4. Querer a María con el corazón. Alabarla.
Un buen hijo no se limita a imitar a su madre y a pedirle regalos. También la alaba y le dice cosas bonitas. No seríamos buenos hijos de nuestra Madre Inmaculada si no actuáramos así. Así han actuado nuestros hermanos en la fe que nos han precedido en estos 20 siglos de cristianismo. Se cuenta que el origen de los tres ‘oh’ de la salve es un arrebato de amor a María que sintió San Bernardo cuando cantaba esa oración. También nosotros debemos manifestarle a ella el amor que le tenemos diciéndole “cosas tiernas y encendidas” (cfr. San Josemaría Escrivá, Santo Rosario, 3er misterio gozoso). No nos dejemos llevar por la prisa y el pragmatismo. 

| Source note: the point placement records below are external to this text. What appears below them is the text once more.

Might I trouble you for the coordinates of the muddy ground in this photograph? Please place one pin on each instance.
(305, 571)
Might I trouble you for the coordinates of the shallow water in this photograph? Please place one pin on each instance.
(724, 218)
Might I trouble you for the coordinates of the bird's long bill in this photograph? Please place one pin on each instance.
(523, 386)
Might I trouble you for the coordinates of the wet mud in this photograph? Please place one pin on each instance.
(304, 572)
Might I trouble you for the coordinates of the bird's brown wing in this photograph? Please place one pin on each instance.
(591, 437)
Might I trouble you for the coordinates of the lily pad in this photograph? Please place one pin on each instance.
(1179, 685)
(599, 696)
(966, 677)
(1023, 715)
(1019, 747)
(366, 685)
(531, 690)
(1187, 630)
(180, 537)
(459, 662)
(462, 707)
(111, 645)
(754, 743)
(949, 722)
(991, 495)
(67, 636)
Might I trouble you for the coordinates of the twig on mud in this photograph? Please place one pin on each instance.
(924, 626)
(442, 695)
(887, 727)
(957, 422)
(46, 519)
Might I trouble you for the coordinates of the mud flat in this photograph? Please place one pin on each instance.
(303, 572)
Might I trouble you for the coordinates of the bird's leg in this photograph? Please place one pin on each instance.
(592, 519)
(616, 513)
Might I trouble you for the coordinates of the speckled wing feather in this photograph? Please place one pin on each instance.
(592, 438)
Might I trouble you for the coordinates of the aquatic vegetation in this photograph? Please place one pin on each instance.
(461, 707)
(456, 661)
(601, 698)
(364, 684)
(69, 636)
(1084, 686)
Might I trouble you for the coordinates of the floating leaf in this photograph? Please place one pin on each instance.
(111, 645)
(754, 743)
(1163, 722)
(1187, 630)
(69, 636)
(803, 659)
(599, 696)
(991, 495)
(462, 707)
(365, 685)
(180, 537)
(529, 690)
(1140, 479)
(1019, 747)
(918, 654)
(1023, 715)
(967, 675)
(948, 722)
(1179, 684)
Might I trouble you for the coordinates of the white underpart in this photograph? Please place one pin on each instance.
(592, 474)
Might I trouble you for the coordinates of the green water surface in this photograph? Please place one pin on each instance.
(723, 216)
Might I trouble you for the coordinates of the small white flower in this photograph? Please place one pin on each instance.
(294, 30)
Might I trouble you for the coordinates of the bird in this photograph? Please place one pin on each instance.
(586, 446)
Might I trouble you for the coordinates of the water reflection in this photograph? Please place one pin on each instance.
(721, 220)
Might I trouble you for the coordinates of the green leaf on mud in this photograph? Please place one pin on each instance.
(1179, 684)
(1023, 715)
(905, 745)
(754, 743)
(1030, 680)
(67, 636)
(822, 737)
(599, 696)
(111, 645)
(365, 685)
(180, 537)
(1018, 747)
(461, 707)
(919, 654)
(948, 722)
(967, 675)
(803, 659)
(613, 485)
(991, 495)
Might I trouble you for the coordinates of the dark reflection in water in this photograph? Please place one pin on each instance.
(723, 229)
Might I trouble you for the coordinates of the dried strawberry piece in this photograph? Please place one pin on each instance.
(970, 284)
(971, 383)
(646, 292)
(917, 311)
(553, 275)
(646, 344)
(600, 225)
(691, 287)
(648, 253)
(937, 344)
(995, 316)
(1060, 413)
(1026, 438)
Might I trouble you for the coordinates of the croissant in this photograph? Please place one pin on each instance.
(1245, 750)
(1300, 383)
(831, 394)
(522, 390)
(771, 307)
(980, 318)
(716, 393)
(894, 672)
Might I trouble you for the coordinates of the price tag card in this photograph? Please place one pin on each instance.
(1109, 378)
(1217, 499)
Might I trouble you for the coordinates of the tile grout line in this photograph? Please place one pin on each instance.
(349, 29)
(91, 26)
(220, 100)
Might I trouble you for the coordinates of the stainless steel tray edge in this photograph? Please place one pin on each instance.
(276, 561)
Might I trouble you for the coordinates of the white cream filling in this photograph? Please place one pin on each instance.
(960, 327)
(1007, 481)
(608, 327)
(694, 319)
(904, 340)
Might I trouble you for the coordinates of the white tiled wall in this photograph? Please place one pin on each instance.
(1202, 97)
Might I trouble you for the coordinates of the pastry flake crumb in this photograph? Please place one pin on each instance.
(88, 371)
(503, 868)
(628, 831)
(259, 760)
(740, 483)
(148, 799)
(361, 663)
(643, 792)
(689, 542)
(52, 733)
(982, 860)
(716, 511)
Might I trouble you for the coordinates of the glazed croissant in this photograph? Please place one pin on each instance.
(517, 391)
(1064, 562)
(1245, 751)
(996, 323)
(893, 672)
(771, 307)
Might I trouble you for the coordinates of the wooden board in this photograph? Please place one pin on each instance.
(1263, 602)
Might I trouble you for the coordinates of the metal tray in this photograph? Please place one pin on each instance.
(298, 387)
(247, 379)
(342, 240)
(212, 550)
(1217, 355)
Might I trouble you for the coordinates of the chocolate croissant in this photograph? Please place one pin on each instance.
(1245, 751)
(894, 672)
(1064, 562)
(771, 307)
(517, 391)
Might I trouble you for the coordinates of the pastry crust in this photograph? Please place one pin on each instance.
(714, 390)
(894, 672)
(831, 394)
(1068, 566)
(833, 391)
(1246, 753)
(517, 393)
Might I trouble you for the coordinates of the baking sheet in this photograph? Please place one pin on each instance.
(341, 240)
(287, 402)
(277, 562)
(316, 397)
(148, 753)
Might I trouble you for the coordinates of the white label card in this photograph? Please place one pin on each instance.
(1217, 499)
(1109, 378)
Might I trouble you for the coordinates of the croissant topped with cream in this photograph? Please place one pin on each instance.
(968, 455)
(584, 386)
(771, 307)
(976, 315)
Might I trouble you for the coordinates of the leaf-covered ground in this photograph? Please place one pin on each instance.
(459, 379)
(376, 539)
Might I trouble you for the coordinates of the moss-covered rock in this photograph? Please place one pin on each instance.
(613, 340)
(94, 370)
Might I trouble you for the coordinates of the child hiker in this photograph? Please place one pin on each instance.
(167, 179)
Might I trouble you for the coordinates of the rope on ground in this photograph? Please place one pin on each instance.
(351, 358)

Es lo que ha hecho ha pretendido hacer la Conferencia Episcopal Española al declarar un año mariano desde el 8 de diciembre de 2004 hasta el día 8 de diciembre de 2005 para conmemorar los 150 años de la declaración del dogma de la Inmaculada. Han señalado dos finalidades que son perennes en la devoción mariana: glorificar a María Inmaculada y remover nuestras conciencias. Las dos están en este himno previsto para las vísperas del 8 de diciembre:
Ninguno del ser humano// como vos se pudo ver;//que a otros los dejan caer// y después le dan la mano.//Mas vos, Virgen no caíste//como los otros cayeron,//que siempre la mano os dieron//con que preservada fuiste.//Yo, cien mil veces caído,//os suplico que me deis//la vuestra, y me levanteis//porque no quede perdido.//Y por vuestra concepción,//que fue de tan gran pureza,//conserva en mí la limpieza//del alma y del corazón,//para que de esta manera//suba con vos a gozar//del que sólo puede dar//vida y gloria verdadera. Amén//.